Rental growth in the combined capitals was up 2.7 per cent and 1.3 per cent across the regions, over the three months to September.

“While both markets saw the pace of quarterly growth ease compared to the June quarter, the decline in the rate of growth seen across the combined regional markets was significantly stronger,” she said.

“However, despite the easing growth trend, rental availability in both markets remains extremely tight, with the capitals recording a monthly vacancy rate of 1.1 per cent, while just 1 per cent of regional rental properties were observed as vacant in September.”

Regional residences had a substantial quarterly increase in yields, according to CoreLogic, up 20 basis points in the three months to September. Despite the robust rebound, regional housing yields are still 7 basis points lower than this time last year, at 4.28 per cent.

According to the latest quarterly Regional Movers Index, quarterly migration flows to regional areas have averaged around 15 per cent higher in the past 12 months compared to the two years prior to the pandemic.

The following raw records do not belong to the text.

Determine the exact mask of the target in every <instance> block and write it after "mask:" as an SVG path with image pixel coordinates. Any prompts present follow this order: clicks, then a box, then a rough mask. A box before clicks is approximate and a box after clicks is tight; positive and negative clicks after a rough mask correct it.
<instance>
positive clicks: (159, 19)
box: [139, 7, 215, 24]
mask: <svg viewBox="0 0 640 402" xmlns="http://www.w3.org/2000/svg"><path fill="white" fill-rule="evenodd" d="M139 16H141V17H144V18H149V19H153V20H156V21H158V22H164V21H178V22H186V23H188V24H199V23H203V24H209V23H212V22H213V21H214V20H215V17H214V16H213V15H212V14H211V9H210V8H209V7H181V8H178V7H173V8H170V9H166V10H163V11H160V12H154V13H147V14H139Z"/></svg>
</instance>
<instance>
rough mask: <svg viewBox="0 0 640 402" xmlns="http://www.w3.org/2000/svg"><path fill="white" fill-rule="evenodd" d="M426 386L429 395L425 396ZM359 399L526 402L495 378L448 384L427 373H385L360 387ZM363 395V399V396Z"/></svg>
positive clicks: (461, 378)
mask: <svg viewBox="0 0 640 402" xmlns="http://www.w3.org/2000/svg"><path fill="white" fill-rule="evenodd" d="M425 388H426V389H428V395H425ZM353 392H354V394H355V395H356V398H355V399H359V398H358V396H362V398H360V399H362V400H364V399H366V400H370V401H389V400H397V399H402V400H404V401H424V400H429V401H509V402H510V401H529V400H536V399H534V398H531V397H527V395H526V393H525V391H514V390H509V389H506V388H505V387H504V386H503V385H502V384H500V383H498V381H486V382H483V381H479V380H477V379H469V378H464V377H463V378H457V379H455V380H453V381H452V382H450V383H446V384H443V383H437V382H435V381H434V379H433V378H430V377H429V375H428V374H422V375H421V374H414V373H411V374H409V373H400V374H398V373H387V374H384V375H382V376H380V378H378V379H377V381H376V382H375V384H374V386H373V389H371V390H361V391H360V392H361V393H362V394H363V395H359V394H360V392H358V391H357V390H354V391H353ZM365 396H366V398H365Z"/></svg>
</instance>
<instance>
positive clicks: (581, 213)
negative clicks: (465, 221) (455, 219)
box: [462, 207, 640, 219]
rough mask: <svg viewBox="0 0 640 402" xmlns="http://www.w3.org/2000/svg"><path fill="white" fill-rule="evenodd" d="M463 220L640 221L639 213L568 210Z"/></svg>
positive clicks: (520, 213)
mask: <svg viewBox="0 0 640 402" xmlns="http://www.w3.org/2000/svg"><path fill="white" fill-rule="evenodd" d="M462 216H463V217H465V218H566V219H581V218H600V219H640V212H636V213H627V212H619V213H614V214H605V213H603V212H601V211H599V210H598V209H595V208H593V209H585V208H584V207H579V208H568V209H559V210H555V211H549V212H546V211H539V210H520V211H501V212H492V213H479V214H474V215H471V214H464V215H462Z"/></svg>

While net migrations to regions is down from record levels seen in 2020 and 2021, they are still above pre-COVID levels.

The Regional Movers Index is a collaboration between the Regional Australia Institute (RAI) and Commonwealth Bank that examines quarterly and annual trends in persons relocating to Australia’s regional areas.

RAI CEO Liz Ritchie said migration from our capitals to Australia’s regions has remained elevated, with a slight uptick of 2.4 per cent on the June quarter.

“People are still voting with their feet and we need to ensure that regional Australia can accommodate this continuing trend – specifically around housing and essential services,” Ms Ritchie said. ”

Mirroring Census results, the most popular places in Queensland are the Gold Coast and Sunshine Coast. Regional regions in the Sunshine State now account for 37 per cent of total net inflows from capital cities in rural Australia, surpassing regional NSW and regional Victoria.

South Australia continues to dominate the top five local government areas (LGAs) with the highest relative rise in capital-city inflows, with the number of capital-city residents migrating to areas such as Mount Gambier more than tripling in the last year. Regional movers to Whyalla increased by 55 per cent, while Port Lincoln had a 48 per cent rise.

Dardanup in Western Australia, where agricultural and infrastructure developments are driving growth, has been named one of the top five local government areas for the first time. Meanwhile, capital-city inflows into Moorabool have increased by almost 88 per cent.

The major LGAs in the east capitals continue to be the most attractive migration destinations for city people looking to relocate to the region.